Mohammed dodged aside, his boots scattering the little oil lamps. A cold breeze followed the passage of a blade. The assailant, garbed in dark colors with only his eyes showing in the turban wrapped tight around his face, faded back into the gloom. Mohammed grinned, his white teeth catching the candlelight. "Well met, my son!" Mohammed's voice was eager, and thoughts of his father were lost. "Are you mourning, hiding here in shadows with the priests? Do their soft words wash away your blood-guilt?"

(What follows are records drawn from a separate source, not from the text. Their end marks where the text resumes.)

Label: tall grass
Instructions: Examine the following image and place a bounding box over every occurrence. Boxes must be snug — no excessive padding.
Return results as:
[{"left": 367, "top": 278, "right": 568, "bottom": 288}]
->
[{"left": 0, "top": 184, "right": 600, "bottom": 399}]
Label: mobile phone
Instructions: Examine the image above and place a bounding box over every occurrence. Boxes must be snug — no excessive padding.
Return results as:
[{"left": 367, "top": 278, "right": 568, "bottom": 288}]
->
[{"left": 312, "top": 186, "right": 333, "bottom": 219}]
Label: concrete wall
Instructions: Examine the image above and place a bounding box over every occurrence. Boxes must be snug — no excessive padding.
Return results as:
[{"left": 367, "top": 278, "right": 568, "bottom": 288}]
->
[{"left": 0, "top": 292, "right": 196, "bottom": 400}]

Fire sprang up from the spilled oil, lighting the room with dancing shadows. The Bani Hashim Princeling was revealed. Mohammed circled to the right, his saber drifting in the air before him. Sharaf matched him, his saber—clean and shining with oil—almost touching the Quraysh chieftain's. There was little space to move here among the statues, but Mohammed was certain that his bitter anger would carry him through. "Have you wept, boy, knowing that you murdered your wife?"

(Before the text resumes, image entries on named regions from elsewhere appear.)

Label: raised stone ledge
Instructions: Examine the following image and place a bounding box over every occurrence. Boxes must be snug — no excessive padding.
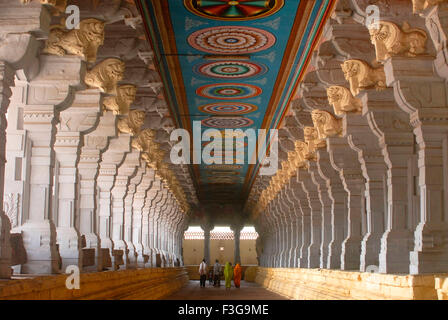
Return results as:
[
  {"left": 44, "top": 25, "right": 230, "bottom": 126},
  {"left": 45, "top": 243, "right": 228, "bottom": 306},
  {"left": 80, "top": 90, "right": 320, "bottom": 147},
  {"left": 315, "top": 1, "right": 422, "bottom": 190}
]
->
[
  {"left": 255, "top": 267, "right": 448, "bottom": 300},
  {"left": 0, "top": 268, "right": 188, "bottom": 300}
]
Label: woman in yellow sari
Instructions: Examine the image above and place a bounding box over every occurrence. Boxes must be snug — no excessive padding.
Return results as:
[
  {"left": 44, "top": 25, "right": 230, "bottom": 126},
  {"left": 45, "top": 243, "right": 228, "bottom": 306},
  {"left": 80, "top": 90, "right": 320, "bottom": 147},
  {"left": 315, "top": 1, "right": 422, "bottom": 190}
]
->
[
  {"left": 224, "top": 262, "right": 233, "bottom": 289},
  {"left": 233, "top": 263, "right": 241, "bottom": 288}
]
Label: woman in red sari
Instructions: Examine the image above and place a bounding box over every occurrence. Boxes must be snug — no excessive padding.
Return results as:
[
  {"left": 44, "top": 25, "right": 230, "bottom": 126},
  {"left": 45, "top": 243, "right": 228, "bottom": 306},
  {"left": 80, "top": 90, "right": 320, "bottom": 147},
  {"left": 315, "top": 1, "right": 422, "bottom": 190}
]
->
[{"left": 233, "top": 263, "right": 241, "bottom": 288}]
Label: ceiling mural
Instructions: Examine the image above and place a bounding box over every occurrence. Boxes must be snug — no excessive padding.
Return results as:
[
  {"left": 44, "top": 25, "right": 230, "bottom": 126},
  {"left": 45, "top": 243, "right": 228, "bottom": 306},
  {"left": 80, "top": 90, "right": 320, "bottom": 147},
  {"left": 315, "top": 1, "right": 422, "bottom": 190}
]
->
[
  {"left": 138, "top": 0, "right": 333, "bottom": 202},
  {"left": 185, "top": 0, "right": 283, "bottom": 21}
]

Sharaf attacked, his blade flickering high and fast. Mohammed parried and parried again, testing his strength against the younger man's arm. The Bani Hashim took a step back, and the echoes of steel on steel faded slowly among the thousands of gods that looked down upon them. Below the ancient wall a pool of oil burned brightly, melting the candles that encrusted the walls. Old colors began to run as the wax melted and the empty eyes of the idols filled with leaping shadow.

"Have you told your sons that their mother is dead by your hand?"

Mohammed leapt forward, his saber lashing out in a blur of cuts. Sharaf barely recovered in time, crashing back into the shape of the god Baal that crouched behind him. The Hashim was quick with youth, though, and Mohammed's blade rang off stone. His riposte cut the air below Mohammed's knees, but the chieftain had sprung up, avoiding the blow. Now there was an exchange at close quarters, blade ringing on blade, in a quick succession of cuts and slashes. Mohammed turned sideways, then chopped down hard, catching the edge of Sharaf's blade, driving the tip into the crumbling brick of the floor. It stuck for a moment, and the older man slammed his shoulder into Sharaf's chest.

The Hashim grunted in pain, and Mohammed jerked his blade back, catching the younger man's chin with his elbow. There was a dull, cracking sound, and Sharaf toppled backward. Mohammed spun, slashing down, and only raw instinct got the hilt of Sharaf's saber up in time to catch the blow. Mohammed's blade ground down, squeaking, against the hilt. The Hashim squirmed on the ground, trying to get leverage to rise.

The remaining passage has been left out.